Background:
Our client is a startup craft beer brewer, they would like to setup a distribution network of their craft beer in one of the area in Toronto. Since the supply of craft beer is limited, they would like to find out where should they setup their selling network to maximize their profit. 

Statement of Problem:
-supply and "Best Tasting Period" are limited, and the target selling price of their beers is 60% more expensive than branded beers e.g. Heineken, Budweiser, 
-beers with special flavour like herbs, sours, salty lemon, etc. (Asian Flavour) 

Based on the above, our client would like to find out a place that there is lots of bar/pubs/restaurants (especially including Asian foods restaurants as our client think that it would be an advantage if people has exposure on Asian culture) and people are willing and affordable to spend money on my beers. 

Audience: Our client (a startup craft beer brewer)

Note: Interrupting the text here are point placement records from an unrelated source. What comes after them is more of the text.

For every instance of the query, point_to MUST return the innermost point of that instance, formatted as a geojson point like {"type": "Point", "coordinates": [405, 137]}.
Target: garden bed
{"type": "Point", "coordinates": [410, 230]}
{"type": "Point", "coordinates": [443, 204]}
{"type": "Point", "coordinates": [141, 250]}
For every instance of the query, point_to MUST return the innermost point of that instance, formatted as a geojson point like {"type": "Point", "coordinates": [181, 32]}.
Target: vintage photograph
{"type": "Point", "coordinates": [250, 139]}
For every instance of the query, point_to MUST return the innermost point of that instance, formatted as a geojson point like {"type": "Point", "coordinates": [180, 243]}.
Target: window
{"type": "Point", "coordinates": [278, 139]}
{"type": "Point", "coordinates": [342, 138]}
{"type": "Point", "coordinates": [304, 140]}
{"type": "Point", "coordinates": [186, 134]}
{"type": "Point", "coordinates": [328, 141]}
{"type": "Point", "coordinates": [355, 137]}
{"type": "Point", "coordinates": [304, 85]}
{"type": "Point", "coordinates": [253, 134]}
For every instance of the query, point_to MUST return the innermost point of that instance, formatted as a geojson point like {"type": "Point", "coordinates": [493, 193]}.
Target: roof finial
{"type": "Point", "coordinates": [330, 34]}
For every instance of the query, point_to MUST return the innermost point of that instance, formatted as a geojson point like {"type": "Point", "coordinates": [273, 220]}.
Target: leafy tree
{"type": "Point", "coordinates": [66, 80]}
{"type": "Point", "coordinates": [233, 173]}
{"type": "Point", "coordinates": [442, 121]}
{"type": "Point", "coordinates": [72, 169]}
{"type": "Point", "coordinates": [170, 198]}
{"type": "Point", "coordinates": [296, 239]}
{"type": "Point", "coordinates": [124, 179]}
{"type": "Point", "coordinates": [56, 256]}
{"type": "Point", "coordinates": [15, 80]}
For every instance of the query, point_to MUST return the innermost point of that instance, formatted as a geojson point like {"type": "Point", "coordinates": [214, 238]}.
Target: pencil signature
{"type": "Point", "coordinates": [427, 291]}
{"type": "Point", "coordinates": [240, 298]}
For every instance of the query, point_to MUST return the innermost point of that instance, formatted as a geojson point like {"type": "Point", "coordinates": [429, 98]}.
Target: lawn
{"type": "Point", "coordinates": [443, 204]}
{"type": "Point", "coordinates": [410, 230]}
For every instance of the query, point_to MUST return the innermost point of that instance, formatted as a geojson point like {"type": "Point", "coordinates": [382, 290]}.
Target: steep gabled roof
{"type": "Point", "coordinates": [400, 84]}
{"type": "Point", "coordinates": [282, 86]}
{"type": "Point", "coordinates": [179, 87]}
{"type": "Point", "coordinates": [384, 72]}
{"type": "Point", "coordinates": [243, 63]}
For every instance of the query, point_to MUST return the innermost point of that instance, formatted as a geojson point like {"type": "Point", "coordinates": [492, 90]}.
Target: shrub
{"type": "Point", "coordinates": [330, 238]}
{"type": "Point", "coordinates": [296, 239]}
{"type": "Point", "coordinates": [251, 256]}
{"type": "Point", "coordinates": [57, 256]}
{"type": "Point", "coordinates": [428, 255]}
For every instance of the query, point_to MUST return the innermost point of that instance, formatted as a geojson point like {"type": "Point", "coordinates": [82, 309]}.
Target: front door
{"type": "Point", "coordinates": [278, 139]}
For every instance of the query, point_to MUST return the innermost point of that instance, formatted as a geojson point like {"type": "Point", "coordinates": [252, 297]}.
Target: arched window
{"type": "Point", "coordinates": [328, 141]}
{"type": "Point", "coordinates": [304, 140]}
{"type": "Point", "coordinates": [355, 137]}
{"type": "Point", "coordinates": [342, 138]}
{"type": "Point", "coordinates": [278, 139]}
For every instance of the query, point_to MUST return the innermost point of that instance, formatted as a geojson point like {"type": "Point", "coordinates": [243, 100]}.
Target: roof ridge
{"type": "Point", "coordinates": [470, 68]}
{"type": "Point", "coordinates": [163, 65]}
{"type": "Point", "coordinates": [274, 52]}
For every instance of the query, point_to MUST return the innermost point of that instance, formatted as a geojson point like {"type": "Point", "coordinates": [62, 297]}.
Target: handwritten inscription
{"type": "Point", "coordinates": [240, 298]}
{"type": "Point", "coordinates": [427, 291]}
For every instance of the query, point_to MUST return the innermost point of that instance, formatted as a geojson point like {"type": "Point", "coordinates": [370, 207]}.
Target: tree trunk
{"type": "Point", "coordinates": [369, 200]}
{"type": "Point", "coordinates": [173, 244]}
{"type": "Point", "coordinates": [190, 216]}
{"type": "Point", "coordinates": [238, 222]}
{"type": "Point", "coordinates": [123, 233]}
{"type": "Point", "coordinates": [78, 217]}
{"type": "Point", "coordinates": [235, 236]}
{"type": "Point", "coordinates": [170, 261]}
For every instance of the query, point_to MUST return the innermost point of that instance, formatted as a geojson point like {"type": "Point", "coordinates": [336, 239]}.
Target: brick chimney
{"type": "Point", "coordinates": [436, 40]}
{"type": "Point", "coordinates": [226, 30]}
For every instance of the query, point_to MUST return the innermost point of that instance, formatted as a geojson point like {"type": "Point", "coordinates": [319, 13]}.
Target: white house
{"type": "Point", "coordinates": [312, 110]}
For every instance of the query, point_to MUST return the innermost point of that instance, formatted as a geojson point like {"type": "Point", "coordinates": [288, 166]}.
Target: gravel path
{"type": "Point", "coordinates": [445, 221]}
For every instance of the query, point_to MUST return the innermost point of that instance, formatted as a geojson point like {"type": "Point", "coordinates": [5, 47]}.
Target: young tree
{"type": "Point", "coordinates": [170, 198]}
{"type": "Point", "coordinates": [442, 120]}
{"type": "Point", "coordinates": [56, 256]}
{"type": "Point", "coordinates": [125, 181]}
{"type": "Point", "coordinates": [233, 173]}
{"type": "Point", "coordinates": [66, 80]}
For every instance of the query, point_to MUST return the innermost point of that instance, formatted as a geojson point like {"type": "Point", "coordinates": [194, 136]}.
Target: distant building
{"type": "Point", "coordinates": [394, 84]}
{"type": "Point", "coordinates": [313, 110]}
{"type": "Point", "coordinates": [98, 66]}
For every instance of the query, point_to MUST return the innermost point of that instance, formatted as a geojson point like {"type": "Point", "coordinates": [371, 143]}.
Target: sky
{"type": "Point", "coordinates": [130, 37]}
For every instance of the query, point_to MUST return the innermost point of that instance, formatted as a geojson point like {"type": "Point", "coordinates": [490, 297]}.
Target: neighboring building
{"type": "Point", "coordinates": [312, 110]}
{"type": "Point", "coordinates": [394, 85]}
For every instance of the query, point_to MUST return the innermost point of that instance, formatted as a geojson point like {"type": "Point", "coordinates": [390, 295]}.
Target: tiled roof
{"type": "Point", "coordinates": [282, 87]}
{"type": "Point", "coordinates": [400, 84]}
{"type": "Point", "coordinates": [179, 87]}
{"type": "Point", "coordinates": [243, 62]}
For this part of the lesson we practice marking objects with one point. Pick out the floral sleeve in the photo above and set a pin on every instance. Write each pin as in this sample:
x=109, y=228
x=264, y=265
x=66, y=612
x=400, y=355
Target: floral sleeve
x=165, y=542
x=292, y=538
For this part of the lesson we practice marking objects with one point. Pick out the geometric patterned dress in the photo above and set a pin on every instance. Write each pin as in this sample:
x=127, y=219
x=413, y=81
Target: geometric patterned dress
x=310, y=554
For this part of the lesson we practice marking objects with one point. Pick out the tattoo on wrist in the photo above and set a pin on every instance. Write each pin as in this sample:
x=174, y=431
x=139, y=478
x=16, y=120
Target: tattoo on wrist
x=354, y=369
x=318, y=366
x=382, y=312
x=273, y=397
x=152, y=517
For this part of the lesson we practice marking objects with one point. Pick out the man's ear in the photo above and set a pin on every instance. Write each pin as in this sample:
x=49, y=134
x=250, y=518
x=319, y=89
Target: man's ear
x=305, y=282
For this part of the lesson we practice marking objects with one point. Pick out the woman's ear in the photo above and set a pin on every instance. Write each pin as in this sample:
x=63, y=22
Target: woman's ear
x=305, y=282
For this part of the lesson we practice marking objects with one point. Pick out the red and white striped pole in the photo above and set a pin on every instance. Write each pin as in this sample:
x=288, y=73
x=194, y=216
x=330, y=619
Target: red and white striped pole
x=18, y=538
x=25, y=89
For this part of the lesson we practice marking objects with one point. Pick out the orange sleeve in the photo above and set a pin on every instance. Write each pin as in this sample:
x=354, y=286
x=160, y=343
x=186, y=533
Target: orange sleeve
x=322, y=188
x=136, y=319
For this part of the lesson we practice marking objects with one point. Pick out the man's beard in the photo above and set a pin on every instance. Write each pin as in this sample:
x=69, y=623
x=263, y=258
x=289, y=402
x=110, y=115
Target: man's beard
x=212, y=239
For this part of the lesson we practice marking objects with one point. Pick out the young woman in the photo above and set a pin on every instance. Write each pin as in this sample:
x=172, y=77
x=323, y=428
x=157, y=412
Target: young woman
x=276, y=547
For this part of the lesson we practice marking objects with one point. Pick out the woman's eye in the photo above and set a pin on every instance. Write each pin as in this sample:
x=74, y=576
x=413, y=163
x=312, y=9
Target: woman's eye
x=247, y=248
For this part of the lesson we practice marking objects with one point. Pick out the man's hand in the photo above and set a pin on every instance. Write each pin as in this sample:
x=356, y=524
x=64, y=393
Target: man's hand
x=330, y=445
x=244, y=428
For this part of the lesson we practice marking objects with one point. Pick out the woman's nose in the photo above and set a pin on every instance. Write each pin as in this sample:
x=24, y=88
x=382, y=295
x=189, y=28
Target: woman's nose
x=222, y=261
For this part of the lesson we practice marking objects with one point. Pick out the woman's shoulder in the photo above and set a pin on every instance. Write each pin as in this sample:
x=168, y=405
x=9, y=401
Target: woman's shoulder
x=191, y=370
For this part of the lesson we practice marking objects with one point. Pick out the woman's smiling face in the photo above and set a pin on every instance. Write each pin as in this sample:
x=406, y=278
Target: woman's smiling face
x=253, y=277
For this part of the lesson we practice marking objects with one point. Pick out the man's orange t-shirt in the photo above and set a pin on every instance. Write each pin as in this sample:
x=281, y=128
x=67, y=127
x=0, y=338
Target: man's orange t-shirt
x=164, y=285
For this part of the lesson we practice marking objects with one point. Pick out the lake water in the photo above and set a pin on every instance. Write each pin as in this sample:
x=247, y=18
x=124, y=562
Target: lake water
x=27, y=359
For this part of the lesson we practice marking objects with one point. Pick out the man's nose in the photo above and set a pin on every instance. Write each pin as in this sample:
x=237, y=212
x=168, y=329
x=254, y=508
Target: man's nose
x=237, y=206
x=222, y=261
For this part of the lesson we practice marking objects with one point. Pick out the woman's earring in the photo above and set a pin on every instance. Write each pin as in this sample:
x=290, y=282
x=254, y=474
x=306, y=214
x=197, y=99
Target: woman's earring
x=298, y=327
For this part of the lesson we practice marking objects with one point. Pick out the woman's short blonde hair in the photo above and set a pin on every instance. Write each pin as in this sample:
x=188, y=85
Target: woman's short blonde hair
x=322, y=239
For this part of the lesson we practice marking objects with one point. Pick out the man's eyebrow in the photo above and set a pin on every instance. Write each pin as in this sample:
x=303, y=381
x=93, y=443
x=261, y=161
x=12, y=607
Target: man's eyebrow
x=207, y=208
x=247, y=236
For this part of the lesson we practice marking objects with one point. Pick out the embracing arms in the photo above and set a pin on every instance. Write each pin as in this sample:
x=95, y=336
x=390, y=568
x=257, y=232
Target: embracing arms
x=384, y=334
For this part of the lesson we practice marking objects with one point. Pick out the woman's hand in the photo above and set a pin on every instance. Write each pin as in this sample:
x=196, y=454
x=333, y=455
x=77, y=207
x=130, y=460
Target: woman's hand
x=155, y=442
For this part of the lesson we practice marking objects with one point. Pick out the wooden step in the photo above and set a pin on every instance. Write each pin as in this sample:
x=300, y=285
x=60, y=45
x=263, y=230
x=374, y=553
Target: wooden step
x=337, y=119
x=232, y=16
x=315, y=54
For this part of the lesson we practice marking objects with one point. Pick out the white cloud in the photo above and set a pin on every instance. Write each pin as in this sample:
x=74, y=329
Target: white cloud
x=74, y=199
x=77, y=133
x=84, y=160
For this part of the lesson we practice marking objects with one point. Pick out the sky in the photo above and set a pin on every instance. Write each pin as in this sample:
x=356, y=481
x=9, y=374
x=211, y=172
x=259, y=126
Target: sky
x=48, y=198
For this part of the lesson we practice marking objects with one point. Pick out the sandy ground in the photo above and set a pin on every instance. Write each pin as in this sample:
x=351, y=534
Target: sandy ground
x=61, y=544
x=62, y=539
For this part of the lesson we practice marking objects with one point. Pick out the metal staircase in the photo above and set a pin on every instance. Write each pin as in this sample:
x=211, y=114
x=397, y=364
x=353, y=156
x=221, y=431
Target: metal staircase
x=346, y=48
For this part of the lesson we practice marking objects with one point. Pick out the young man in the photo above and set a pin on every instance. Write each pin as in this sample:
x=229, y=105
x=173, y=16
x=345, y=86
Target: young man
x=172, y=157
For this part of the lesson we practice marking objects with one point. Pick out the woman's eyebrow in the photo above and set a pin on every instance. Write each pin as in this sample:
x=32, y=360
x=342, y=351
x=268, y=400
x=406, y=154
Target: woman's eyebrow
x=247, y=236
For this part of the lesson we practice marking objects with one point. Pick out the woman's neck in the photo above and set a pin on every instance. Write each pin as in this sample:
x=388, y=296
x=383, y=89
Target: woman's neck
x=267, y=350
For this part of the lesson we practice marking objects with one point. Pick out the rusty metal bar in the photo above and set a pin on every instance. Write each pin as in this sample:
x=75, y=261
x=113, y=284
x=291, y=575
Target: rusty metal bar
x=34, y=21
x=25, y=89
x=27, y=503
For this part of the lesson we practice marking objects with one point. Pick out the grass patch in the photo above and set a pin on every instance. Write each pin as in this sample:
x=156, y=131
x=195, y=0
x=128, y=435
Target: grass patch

________________________________________________________________________________________
Data:
Analytic approach: we will explore the areas around Toronto, and analyze the distribution of bar/pubs/restaurants and people's spending pattern (i.e. how frequency people go to bar/pubs/restaurants)  

Data Source: FourSquare developer API will provide all the location data we need to investigate this question.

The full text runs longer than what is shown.